Can I Eliminate Extra Unicode String Calls (Delphi)
I'm using Delphi 2009. In my program, I have been working very hard to optimize all my Delphi code for speed and memory use, especially my Unicode string handling.
I have the following statement:
Result := Result + GetFirstLastName(IndiID, 1);
When I debug that line, upon return from the GetFirstLastName function, it traces into the routine _UStrArrayClr in the System unit:
procedure _UStrArrayClr(var StrArray; Count: Integer);
asm
JMP _LStrArrayClr
end;
This calls _LStrArrayClr:
procedure _LStrArrayClr(var StrArray; cnt: longint);
{$IFDEF PUREPASCAL}
var
P: Pointer;
begin
P := @StrArray;
while cnt > 0 do
begin
_LStrClr(P^);
Dec(cnt);
Inc(Integer(P), sizeof(Pointer));
end;
end;
{$ELSE}
asm
{ -> EAX pointer to str }
{ EDX cnt }
PUSH EBX
PUSH ESI
MOV EBX,EAX
MOV ESI,EDX
@@loop:
MOV EDX,[EBX] { fetch str }
TEST EDX,EDX { if nil, nothing to do }
JE @@doneEntry
MOV dword ptr [EBX],0 { clear str }
MOV ECX,[EDX-skew].StrRec.refCnt { fetch refCnt }
DEC ECX { if < 0: literal str }
JL @@doneEntry
LOCK DEC [EDX-skew].StrRec.refCnt { threadsafe dec refCount }
JNE @@doneEntry
LEA EAX,[EDX-skew].StrRec.codePage { if refCnt now zero, deallocate}
CALL _FreeMem
@@doneEntry:
ADD EBX,4
DEC ESI
JNE @@loop
POP ESI
POP EBX
end;
{$ENDIF}
and runs through the loop once for each character, and on exit from there it calls _UStrCat:
procedure _UStrCat(var Dest: UnicodeString; const Source: UnicodeString);
asm
{ -> EAX pointer to dest }
{ EDX source }
TEST EDX,EDX // Source empty, nop.
JE @@exit
MOV ECX,[EAX] // ECX := Dest
TEST ECX,ECX // Nil source => assignment
JE _UStrAsg
PUSH EBX
PUSH ESI
PUSH EDI
MOV EBX,EAX // EBX := @Dest
MOV ESI,EDX // ESI := Source
开发者_如何学编程 CMP ESI,ECX
JE @@appendSelf
CMP [ECX-skew].StrRec.elemSize,2
JE @@destIsUnicode
CALL _EnsureUnicodeString
MOV EDI,EAX
MOV ECX,EAX
@@destIsUnicode:
PUSH 0
CMP [ESI-skew].StrRec.elemSize,2
JE @@sourceIsUnicode
MOV EDI,ECX
MOV EAX,ESI
MOV [ESP],ESI
CALL _UStrAddRef
MOV EAX,ESP
CALL _EnsureUnicodeString
MOV ESI,[ESP]
MOV ECX,EDI
@@sourceIsUnicode:
MOV EDI,[ECX-skew].StrRec.length // EDI := Length(Dest)

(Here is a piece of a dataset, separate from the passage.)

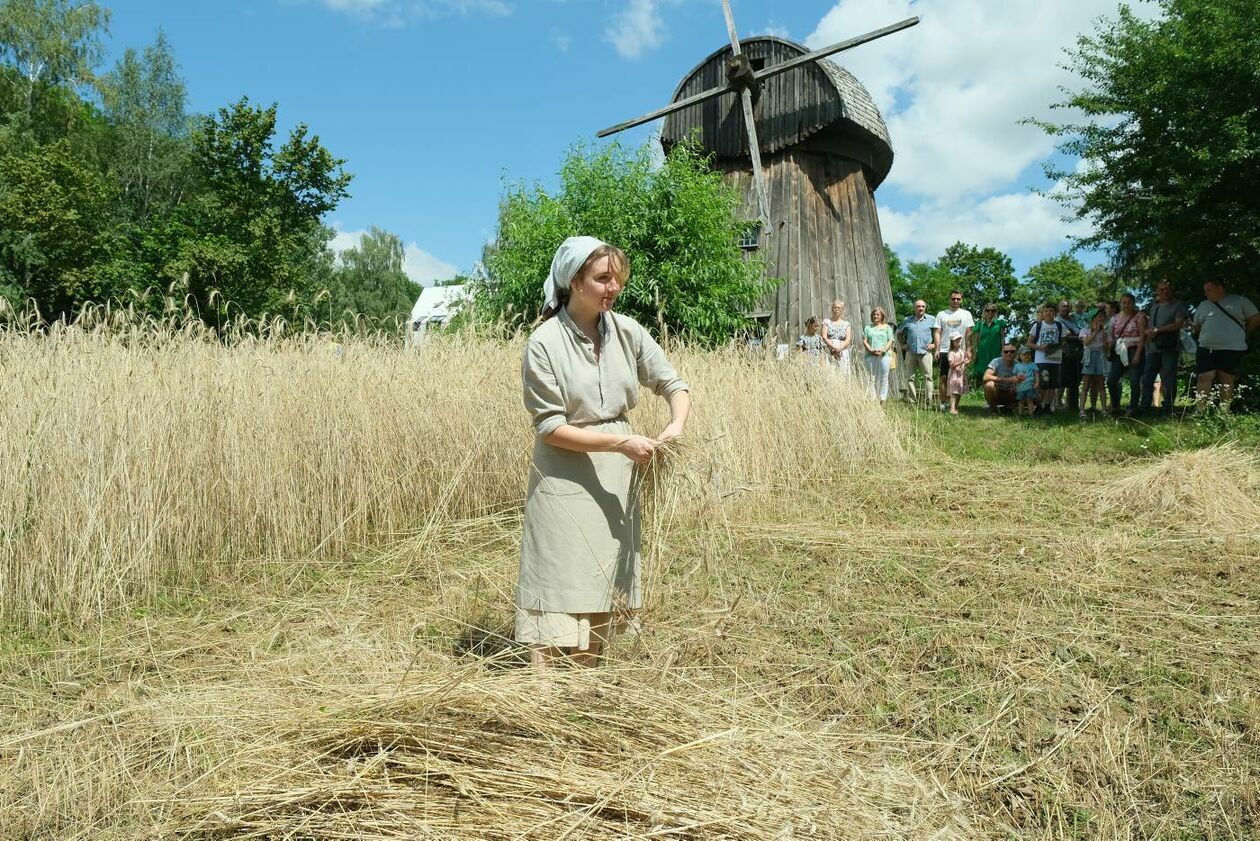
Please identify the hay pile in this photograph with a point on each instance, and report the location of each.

MOV EDX,[ESI-skew].StrRec.length // EDX := Length(Source)
ADD EDX,EDI // EDX := (Length(Source) + Length(Dest)) * 2
TEST EDX,$C0000000
JNZ @@lengthOverflow
MOV EAX,EBX
CALL _UStrSetLength // Set length of Dest
MOV EAX,ESI // EAX := Source
MOV ECX,[ESI-skew].StrRec.length // ECX := Length(Source)
@@noTemp:
MOV EDX,[EBX] // EDX := Dest
SHL EDI,1 // EDI to bytes (Length(Dest) * 2)
ADD EDX,EDI // Offset EDX for destination of move
SHL ECX,1 // convert Length(Source) to bytes
CALL Move // Move(Source, Dest + Length(Dest)*2, Length(Source)*2)

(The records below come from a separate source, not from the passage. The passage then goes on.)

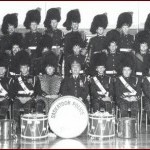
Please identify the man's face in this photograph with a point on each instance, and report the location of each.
(15, 49)
(76, 49)
(126, 71)
(143, 48)
(54, 24)
(75, 68)
(2, 71)
(50, 70)
(113, 47)
(33, 26)
(100, 69)
(24, 69)
(11, 29)
(100, 31)
(75, 26)
(125, 29)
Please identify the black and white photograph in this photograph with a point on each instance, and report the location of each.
(75, 75)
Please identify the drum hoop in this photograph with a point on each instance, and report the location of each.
(92, 135)
(39, 137)
(69, 97)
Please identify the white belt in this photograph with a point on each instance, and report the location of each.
(24, 99)
(129, 94)
(139, 73)
(23, 92)
(111, 72)
(125, 49)
(32, 47)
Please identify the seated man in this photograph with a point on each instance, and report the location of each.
(6, 89)
(75, 85)
(50, 83)
(26, 88)
(146, 88)
(101, 86)
(128, 90)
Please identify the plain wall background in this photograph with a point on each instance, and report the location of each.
(87, 9)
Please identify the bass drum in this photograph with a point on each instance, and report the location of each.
(68, 117)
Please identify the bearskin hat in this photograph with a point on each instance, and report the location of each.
(99, 21)
(11, 19)
(33, 15)
(45, 42)
(17, 39)
(147, 23)
(53, 13)
(99, 59)
(23, 58)
(4, 60)
(141, 37)
(112, 36)
(72, 16)
(50, 59)
(124, 18)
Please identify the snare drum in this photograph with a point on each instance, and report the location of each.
(7, 129)
(68, 117)
(34, 126)
(101, 125)
(127, 127)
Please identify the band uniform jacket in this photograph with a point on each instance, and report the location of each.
(120, 88)
(57, 36)
(7, 84)
(112, 63)
(140, 63)
(32, 83)
(6, 41)
(96, 44)
(126, 41)
(70, 59)
(75, 87)
(68, 42)
(106, 82)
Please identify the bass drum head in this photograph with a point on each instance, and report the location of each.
(68, 117)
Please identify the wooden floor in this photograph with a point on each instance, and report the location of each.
(82, 142)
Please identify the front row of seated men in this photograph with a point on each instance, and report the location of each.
(105, 92)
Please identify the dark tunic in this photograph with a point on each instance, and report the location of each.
(97, 101)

MOV EAX,ESP // Need to clear out the temp we may have created above
MOV EDX,[EAX]
TEST EDX,EDX
JE @@tempEmpty
CALL _LStrClr
@@tempEmpty:
POP EAX
POP EDI
POP ESI
POP EBX
RET
@@appendSelf:
CMP [ECX-skew].StrRec.elemSize,2
JE @@selfIsUnicode
MOV EAX,EBX
XOR EDX,EDX
CALL _EnsureUnicodeString
MOV ECX,EAX
MOV EAX,EBX
@@selfIsUnicode:
MOV EDI,[ECX-skew].StrRec.length
MOV EDX,EDI
SHL EDX,1
TEST EDX,$C0000000
JNZ @@lengthOverflow
CALL _UStrSetLength
MOV EAX,[EBX]
MOV ECX,EDI
PUSH 0
JMP @@noTemp
@@lengthOverflow:
JMP _IntOver
@@exit:
end;
and runs through the whole of that routine.
My "Result" is a string and is thus Unicode. And my GetFirstLastName returns a string which is Unicode. No conversion of character set should be needed.

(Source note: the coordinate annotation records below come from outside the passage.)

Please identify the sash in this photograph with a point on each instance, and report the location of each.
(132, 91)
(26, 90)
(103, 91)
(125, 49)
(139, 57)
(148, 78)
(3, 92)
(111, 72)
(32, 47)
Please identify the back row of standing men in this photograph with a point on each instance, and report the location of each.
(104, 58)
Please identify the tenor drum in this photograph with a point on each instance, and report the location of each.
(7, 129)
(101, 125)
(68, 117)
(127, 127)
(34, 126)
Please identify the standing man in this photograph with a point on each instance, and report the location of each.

I can't really tell what these System procedures are doing, but they are adding a lot of overhead to my routine.
What are they doing? Are they necessary? If they aren't necessary, how can I prevent the compiler from calling those routines?
LStrArrayClear isn't running over a loop once per character; it's running once per string in the array, to decrement the ref count and free the string if it hits 0. This is inserted by the compiler to clean up any strings allocated as local variables, or any temporary strings it creates to hold the results of two strings being concatenated.
UStrCat is the string concatenation routine. It's what string1 + string2
translates to under the hood. The compiler determines that it's supposed to result in a Unicode string, so it takes the two input strings, tests both of them to see if they're Unicode themselves, converts them if they're not (but yours are, so the conversion gets skipped,) then sets the size of the result and copies the data.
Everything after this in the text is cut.